Biologic therapy of liver tumors
Prieto J, Qian C, Sangro B, Melero I [SP], Mazzolini G.
Division of Hepatology and Gene Therapy, Fundación para la Investigación Médica Aplicada (FIMA), University of Navarra, Avenida Pio XII s/n, 31080 Pamplona, Spain
Magazine: The Surgical Clinics of North America
Date: Apr 1, 2004Immunology [SP] Hepatology
Nonresectable primary and metastatic liver tumors are common malignancies that lack therapies allowing substantial prolongation of survival.
Recent progress in molecular and cell biology has opened the way to novel therapies based on biological modifiers, gene transfer, and autologous stem cells. It is now possible to transfer therapeutic genes to the tumor or pericancerous tissue, and to control their expression for long periods of time.

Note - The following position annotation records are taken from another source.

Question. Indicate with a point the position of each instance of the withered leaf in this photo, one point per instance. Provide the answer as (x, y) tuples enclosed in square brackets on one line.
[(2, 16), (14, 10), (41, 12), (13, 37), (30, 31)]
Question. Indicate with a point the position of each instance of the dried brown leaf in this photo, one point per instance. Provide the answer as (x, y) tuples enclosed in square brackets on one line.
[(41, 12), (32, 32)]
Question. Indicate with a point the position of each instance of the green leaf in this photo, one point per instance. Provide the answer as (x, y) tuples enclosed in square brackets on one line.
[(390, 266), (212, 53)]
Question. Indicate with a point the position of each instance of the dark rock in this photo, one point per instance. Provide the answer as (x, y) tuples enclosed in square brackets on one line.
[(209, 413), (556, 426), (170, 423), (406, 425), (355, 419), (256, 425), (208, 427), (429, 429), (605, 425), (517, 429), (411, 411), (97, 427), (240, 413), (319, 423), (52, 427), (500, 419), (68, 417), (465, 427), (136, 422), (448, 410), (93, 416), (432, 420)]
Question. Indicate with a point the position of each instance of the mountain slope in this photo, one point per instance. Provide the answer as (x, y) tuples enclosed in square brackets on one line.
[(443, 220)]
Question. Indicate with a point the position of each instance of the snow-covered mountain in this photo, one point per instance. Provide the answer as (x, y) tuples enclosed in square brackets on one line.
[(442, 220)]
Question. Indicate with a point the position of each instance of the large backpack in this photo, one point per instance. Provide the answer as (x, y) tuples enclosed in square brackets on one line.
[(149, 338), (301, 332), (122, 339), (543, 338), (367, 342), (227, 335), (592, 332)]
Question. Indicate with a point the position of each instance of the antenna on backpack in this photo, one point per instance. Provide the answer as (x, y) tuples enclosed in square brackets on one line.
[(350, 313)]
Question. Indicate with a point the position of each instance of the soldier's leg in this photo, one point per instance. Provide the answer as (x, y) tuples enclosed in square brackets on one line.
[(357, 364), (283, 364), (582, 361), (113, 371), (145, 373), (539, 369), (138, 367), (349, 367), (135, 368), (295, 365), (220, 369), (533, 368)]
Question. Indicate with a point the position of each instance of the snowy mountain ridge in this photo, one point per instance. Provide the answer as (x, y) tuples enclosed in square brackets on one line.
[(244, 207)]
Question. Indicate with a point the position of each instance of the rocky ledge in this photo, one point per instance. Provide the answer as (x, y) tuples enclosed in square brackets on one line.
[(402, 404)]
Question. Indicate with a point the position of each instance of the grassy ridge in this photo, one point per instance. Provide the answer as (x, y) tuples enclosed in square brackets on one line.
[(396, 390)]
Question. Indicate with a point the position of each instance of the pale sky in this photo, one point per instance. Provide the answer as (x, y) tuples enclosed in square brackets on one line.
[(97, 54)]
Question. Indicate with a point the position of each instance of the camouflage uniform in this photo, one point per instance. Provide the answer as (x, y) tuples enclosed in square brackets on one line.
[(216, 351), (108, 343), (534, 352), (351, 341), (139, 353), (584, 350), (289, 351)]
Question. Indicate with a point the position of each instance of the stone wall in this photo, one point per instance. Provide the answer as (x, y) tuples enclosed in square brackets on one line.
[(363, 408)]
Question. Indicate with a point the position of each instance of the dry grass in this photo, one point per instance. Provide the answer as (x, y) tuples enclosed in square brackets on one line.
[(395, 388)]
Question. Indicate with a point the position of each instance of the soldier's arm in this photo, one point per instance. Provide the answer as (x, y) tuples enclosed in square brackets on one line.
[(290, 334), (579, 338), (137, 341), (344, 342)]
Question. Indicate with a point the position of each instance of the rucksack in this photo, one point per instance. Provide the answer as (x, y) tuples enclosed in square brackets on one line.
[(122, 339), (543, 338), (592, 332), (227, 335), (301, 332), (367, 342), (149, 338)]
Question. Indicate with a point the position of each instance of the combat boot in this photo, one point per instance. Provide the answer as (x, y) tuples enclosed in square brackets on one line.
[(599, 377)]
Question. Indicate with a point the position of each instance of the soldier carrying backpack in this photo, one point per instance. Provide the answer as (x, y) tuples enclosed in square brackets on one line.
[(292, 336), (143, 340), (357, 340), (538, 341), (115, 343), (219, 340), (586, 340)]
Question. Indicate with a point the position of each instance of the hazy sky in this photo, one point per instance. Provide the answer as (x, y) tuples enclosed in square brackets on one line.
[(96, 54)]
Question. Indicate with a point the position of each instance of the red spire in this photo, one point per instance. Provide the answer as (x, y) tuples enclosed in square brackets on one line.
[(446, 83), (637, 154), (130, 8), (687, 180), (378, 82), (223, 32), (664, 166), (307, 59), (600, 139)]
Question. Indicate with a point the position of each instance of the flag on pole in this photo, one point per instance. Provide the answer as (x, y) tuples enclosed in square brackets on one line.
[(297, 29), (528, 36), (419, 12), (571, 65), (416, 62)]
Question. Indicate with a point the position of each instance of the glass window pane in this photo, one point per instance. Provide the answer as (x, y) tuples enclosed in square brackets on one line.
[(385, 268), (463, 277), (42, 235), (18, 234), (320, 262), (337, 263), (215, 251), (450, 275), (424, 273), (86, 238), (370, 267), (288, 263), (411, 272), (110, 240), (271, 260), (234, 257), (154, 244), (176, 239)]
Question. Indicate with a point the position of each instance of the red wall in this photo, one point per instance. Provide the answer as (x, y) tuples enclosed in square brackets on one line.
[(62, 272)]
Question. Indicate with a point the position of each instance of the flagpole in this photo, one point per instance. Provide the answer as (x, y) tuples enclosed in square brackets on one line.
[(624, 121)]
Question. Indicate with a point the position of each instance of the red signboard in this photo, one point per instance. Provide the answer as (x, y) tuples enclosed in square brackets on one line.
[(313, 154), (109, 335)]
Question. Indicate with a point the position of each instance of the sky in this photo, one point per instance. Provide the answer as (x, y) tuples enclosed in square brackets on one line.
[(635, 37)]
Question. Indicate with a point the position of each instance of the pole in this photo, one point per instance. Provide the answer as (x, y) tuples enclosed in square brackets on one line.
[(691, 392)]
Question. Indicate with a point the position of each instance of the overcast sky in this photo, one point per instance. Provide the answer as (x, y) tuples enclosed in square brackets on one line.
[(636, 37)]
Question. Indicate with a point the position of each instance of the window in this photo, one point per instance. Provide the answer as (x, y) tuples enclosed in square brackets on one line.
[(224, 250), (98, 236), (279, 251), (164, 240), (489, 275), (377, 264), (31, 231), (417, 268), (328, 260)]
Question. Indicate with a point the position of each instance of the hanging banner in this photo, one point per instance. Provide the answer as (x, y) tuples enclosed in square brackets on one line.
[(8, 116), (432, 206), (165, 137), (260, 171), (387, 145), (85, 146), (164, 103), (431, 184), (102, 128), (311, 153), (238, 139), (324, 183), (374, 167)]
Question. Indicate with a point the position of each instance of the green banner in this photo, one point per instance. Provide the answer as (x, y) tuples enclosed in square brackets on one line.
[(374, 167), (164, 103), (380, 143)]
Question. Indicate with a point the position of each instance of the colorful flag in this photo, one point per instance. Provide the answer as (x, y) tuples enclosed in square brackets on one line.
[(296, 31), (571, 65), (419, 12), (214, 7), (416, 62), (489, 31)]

It is also feasible to generate autologous endothelial progenitor cells that can be recruited by tumoral vessels acting as vehicles to convey therapeutic genes to the interior of the tumor mass.
Combination of biological modifiers, gene therapy, and cell therapy will hopefully provide efficient means to combat inoperable neoplasms in a not-very-distant future.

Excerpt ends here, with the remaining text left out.